Fast forward to this quilt. It started off great because I started with SID quilting. I love ditch quilting because I think it really makes a difference in the way the quilt looks but I also love it because I don't have to think about it. I just have to do it.
I quickly got through that and froze. A bit of the freezing was because I had that ddreadful cold but most of it was simply fear of what to do next. I love this quilt too much and want it to be perfect. I've pondered these stupid orange triangles at least a week.
Then I listened to my own words yesterday. I needed to put this quilt into perspective. It's just a quilt. I can make another one if I want. I need to do SOMETHING.
So I did. I went back to my crutch....my rulers....and quilted some shapes and then filled them in. Is it ideal? I have no idea but at least it something and now there's some hope that this quilt will eventually hang on my bedroom wall.

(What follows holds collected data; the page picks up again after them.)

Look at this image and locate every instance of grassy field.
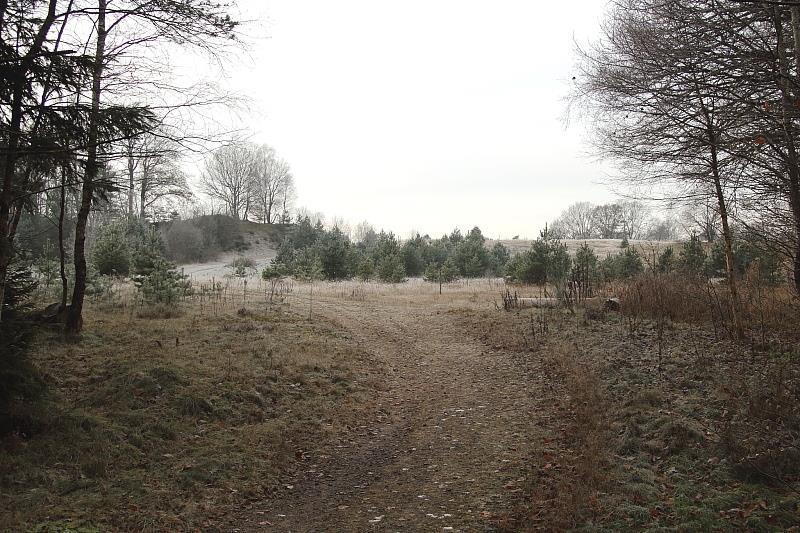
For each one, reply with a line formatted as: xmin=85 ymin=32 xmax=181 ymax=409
xmin=454 ymin=297 xmax=800 ymax=530
xmin=2 ymin=276 xmax=798 ymax=531
xmin=0 ymin=294 xmax=379 ymax=531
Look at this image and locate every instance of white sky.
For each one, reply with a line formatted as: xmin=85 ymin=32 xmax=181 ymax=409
xmin=190 ymin=0 xmax=618 ymax=239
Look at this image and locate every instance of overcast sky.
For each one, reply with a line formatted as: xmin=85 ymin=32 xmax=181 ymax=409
xmin=194 ymin=1 xmax=617 ymax=239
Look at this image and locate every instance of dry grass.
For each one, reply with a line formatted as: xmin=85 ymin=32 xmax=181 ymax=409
xmin=455 ymin=295 xmax=800 ymax=530
xmin=488 ymin=238 xmax=679 ymax=257
xmin=0 ymin=296 xmax=377 ymax=531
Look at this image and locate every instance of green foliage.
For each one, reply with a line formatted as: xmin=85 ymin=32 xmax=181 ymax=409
xmin=423 ymin=258 xmax=459 ymax=283
xmin=356 ymin=257 xmax=375 ymax=281
xmin=376 ymin=253 xmax=405 ymax=283
xmin=2 ymin=258 xmax=37 ymax=320
xmin=706 ymin=235 xmax=783 ymax=283
xmin=314 ymin=227 xmax=352 ymax=280
xmin=129 ymin=226 xmax=191 ymax=305
xmin=261 ymin=262 xmax=288 ymax=282
xmin=192 ymin=215 xmax=249 ymax=253
xmin=452 ymin=227 xmax=489 ymax=277
xmin=134 ymin=258 xmax=191 ymax=306
xmin=600 ymin=246 xmax=644 ymax=280
xmin=401 ymin=236 xmax=426 ymax=277
xmin=575 ymin=242 xmax=599 ymax=271
xmin=573 ymin=242 xmax=601 ymax=286
xmin=91 ymin=222 xmax=130 ymax=276
xmin=0 ymin=322 xmax=45 ymax=435
xmin=0 ymin=257 xmax=43 ymax=433
xmin=294 ymin=254 xmax=325 ymax=283
xmin=678 ymin=234 xmax=706 ymax=276
xmin=274 ymin=220 xmax=513 ymax=283
xmin=506 ymin=230 xmax=571 ymax=284
xmin=229 ymin=256 xmax=255 ymax=278
xmin=488 ymin=242 xmax=510 ymax=276
xmin=131 ymin=226 xmax=165 ymax=277
xmin=657 ymin=247 xmax=676 ymax=273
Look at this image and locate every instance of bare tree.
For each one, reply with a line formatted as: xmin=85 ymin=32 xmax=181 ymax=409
xmin=250 ymin=144 xmax=294 ymax=224
xmin=592 ymin=203 xmax=624 ymax=239
xmin=681 ymin=200 xmax=720 ymax=242
xmin=551 ymin=201 xmax=596 ymax=239
xmin=201 ymin=143 xmax=255 ymax=220
xmin=646 ymin=217 xmax=680 ymax=241
xmin=619 ymin=200 xmax=651 ymax=240
xmin=125 ymin=134 xmax=191 ymax=219
xmin=572 ymin=0 xmax=748 ymax=336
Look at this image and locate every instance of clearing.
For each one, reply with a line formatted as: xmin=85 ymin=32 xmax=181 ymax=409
xmin=3 ymin=279 xmax=798 ymax=531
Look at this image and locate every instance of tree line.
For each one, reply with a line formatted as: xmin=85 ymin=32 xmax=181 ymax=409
xmin=549 ymin=200 xmax=678 ymax=241
xmin=265 ymin=218 xmax=511 ymax=284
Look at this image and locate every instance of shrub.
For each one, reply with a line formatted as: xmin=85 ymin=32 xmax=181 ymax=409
xmin=192 ymin=215 xmax=248 ymax=253
xmin=376 ymin=254 xmax=405 ymax=283
xmin=600 ymin=246 xmax=644 ymax=280
xmin=488 ymin=242 xmax=510 ymax=276
xmin=356 ymin=257 xmax=375 ymax=281
xmin=1 ymin=258 xmax=36 ymax=320
xmin=401 ymin=238 xmax=426 ymax=277
xmin=507 ymin=231 xmax=571 ymax=284
xmin=677 ymin=234 xmax=706 ymax=276
xmin=229 ymin=256 xmax=256 ymax=277
xmin=657 ymin=247 xmax=676 ymax=273
xmin=0 ymin=321 xmax=44 ymax=436
xmin=92 ymin=222 xmax=130 ymax=275
xmin=134 ymin=258 xmax=191 ymax=306
xmin=423 ymin=259 xmax=459 ymax=283
xmin=132 ymin=226 xmax=165 ymax=277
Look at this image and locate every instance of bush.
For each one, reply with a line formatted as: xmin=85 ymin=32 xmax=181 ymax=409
xmin=356 ymin=258 xmax=375 ymax=281
xmin=0 ymin=321 xmax=45 ymax=436
xmin=657 ymin=247 xmax=676 ymax=273
xmin=376 ymin=254 xmax=405 ymax=283
xmin=423 ymin=259 xmax=459 ymax=283
xmin=92 ymin=222 xmax=130 ymax=276
xmin=192 ymin=215 xmax=248 ymax=253
xmin=488 ymin=242 xmax=510 ymax=276
xmin=600 ymin=246 xmax=644 ymax=281
xmin=507 ymin=231 xmax=571 ymax=284
xmin=132 ymin=226 xmax=165 ymax=277
xmin=135 ymin=258 xmax=192 ymax=307
xmin=1 ymin=259 xmax=37 ymax=320
xmin=229 ymin=256 xmax=256 ymax=277
xmin=677 ymin=234 xmax=706 ymax=276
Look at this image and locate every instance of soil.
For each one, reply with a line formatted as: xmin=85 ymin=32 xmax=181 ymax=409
xmin=227 ymin=295 xmax=548 ymax=532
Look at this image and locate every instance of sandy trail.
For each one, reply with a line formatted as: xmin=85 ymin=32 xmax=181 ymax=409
xmin=229 ymin=293 xmax=546 ymax=532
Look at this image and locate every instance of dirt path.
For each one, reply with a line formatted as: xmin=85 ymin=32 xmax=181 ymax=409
xmin=229 ymin=296 xmax=547 ymax=532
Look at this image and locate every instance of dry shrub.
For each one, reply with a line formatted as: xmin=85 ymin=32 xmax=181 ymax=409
xmin=618 ymin=271 xmax=800 ymax=345
xmin=135 ymin=302 xmax=184 ymax=319
xmin=532 ymin=342 xmax=610 ymax=528
xmin=719 ymin=352 xmax=800 ymax=486
xmin=619 ymin=272 xmax=710 ymax=327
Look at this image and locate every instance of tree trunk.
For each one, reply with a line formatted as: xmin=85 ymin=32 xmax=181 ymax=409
xmin=140 ymin=169 xmax=147 ymax=219
xmin=127 ymin=142 xmax=135 ymax=217
xmin=709 ymin=141 xmax=744 ymax=339
xmin=59 ymin=167 xmax=68 ymax=308
xmin=786 ymin=6 xmax=800 ymax=294
xmin=67 ymin=0 xmax=107 ymax=334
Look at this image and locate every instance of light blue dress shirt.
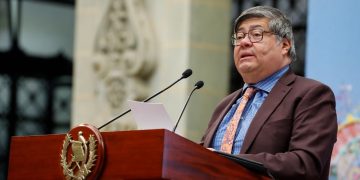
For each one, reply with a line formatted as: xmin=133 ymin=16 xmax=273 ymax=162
xmin=212 ymin=66 xmax=289 ymax=154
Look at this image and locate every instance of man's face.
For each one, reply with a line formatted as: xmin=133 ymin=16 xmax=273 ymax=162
xmin=233 ymin=17 xmax=291 ymax=83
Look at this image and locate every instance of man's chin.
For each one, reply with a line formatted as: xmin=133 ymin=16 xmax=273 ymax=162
xmin=237 ymin=64 xmax=254 ymax=74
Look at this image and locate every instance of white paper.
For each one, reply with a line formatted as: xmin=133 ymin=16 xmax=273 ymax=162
xmin=128 ymin=100 xmax=174 ymax=130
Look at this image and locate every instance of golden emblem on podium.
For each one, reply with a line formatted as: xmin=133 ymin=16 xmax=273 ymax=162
xmin=60 ymin=124 xmax=104 ymax=180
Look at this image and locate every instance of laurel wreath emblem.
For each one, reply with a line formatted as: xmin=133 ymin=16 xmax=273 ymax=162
xmin=60 ymin=133 xmax=97 ymax=180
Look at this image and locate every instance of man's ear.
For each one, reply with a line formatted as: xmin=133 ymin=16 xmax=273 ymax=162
xmin=281 ymin=38 xmax=291 ymax=55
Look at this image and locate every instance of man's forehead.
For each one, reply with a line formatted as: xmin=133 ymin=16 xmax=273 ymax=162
xmin=237 ymin=24 xmax=265 ymax=31
xmin=236 ymin=18 xmax=269 ymax=31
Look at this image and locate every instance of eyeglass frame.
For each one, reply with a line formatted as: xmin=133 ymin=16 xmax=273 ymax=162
xmin=231 ymin=28 xmax=277 ymax=46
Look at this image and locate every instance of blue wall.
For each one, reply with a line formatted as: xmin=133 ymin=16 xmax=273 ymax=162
xmin=307 ymin=0 xmax=360 ymax=179
xmin=307 ymin=0 xmax=360 ymax=108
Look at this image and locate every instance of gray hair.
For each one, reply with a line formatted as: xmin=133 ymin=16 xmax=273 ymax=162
xmin=234 ymin=6 xmax=296 ymax=61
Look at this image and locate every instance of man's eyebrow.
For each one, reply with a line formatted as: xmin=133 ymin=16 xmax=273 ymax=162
xmin=237 ymin=24 xmax=264 ymax=32
xmin=250 ymin=24 xmax=264 ymax=29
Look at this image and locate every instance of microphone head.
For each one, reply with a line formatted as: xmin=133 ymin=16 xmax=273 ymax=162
xmin=182 ymin=69 xmax=192 ymax=78
xmin=195 ymin=81 xmax=204 ymax=89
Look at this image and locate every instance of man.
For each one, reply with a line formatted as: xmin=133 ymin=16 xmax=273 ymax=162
xmin=200 ymin=6 xmax=337 ymax=180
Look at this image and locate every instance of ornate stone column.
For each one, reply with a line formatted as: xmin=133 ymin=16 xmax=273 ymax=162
xmin=73 ymin=0 xmax=157 ymax=131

I'll finish the orange triangles and then I'll somehow repeat the same motif in the other triangles.
Then I can fret over the backgrounds.
I know I'm not the only quilt with this problem and I'll never totally get over it. But looking from the outside aren't we nuts to let the "next step" paralyze us so much? We need to remember that by getting on with it we will make a lot more quilts and with each one get a little better.
This quilt is for my own bedroom wall. There's no excuse for all the time it's taking to complete it. BUt now you know what I've been doing all week. I've been avoiding!
How do you deal with creative paralysis?